Breite Ablehung für Sondersteuer

Doch diese Idee stößt im Kongress auf breiter Front auf Ablehnung. Nur die Abgeordneten der Regierungspartei PT würden ihr derzeit zustimmen. Denn die Erfahrungen mit Extra-Steuern sind schlecht. Bereits bis 2007 hatte es eine Abgabe auf Geldtransaktionen gegeben, die für die Finanzierung des Gesundheitssystems vorgesehen war. Für alles Mögliche wurde das Geld ausgeben, aber nicht für das Gesundheitssystem.

Zweckentfremdung der Steuern unter Lula

Wie war so etwas möglich? Im Jahre 2003 hatte die Lula-Regierung ein Gesetz verabschiedet, dass die Zweckentfremdung von eigentlich zweckgebundenen Steuern erlaubt. Die reichlich sprudelnden Steuern aus Finanztransaktionen wurden so zum Stopfen so mancher Haushaltslöcher benutzt. Kein Wunder, dass die Steuer beim Bürger äußerst unbeliebt war.
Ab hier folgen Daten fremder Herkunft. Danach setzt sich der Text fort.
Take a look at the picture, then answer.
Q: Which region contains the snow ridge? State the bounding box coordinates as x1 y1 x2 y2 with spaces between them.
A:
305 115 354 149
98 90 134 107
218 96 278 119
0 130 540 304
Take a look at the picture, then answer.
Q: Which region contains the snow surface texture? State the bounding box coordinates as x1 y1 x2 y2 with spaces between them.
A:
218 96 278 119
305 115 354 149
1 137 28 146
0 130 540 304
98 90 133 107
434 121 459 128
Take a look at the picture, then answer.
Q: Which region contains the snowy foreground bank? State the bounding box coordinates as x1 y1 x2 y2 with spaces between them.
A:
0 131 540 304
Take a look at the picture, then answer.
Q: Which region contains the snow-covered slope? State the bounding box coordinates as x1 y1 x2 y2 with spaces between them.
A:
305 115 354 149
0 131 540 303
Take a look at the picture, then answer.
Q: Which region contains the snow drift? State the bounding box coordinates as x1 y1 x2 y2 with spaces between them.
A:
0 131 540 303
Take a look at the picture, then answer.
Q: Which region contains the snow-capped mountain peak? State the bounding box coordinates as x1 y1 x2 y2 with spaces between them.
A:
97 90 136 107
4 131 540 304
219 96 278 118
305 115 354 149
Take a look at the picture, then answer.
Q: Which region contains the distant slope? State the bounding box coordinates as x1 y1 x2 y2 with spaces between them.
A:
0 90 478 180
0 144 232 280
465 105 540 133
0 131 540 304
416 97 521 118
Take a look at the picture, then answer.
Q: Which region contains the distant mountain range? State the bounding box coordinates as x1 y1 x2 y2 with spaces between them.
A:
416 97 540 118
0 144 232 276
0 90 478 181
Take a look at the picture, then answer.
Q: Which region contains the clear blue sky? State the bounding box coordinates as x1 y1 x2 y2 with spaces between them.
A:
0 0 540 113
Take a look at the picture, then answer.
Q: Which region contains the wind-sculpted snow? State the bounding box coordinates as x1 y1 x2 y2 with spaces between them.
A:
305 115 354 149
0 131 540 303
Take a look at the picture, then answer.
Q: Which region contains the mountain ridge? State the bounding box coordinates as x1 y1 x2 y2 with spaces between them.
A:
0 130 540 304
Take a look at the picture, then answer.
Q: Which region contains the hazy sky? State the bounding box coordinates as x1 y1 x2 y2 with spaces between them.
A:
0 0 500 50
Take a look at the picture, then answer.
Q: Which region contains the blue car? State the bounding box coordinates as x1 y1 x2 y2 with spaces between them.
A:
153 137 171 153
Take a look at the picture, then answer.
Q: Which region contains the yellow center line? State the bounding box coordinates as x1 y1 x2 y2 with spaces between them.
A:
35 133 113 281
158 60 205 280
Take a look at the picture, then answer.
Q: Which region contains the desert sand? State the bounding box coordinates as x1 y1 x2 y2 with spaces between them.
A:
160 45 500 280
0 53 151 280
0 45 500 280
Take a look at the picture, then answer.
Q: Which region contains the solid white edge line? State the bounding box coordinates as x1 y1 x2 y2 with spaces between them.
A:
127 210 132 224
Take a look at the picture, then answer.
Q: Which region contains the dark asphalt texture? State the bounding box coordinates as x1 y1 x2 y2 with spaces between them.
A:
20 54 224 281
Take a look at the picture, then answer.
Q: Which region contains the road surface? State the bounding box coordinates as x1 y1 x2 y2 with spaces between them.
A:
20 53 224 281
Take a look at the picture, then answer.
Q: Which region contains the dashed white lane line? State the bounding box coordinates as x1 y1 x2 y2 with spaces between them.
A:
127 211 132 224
Und in Zeiten, in denen Dilma im großem Stil Politiker verbündeter Parteien aus der Regierung wirft, weil diese sich unerlaubt an den öffentlichen Töpfen bedient haben, kann sie nicht auf ein Einlenken der Parlamentarier bauen.

Wo das Geld für die Gesundheit also herkommen soll, bleibt vorerst offen. Im Kongress denkt man an Streichungen bei anderen Posten, doch viel Erfolg verspricht der Ansatz nicht.

Aber vielleicht zündet ja das Vorbild, das eine Aufklärungskampagne gegen Brustkrebs jetzt lieferte. Zur Unterstützung der Kampagne hatte Präsidentin Rousseff eigenhändig ein T-Shirt signiert und in einem Shopping-Center in Sao Paulo versteigern lassen. Über den Erlös ist bisher allerdings noch nichts bekannt.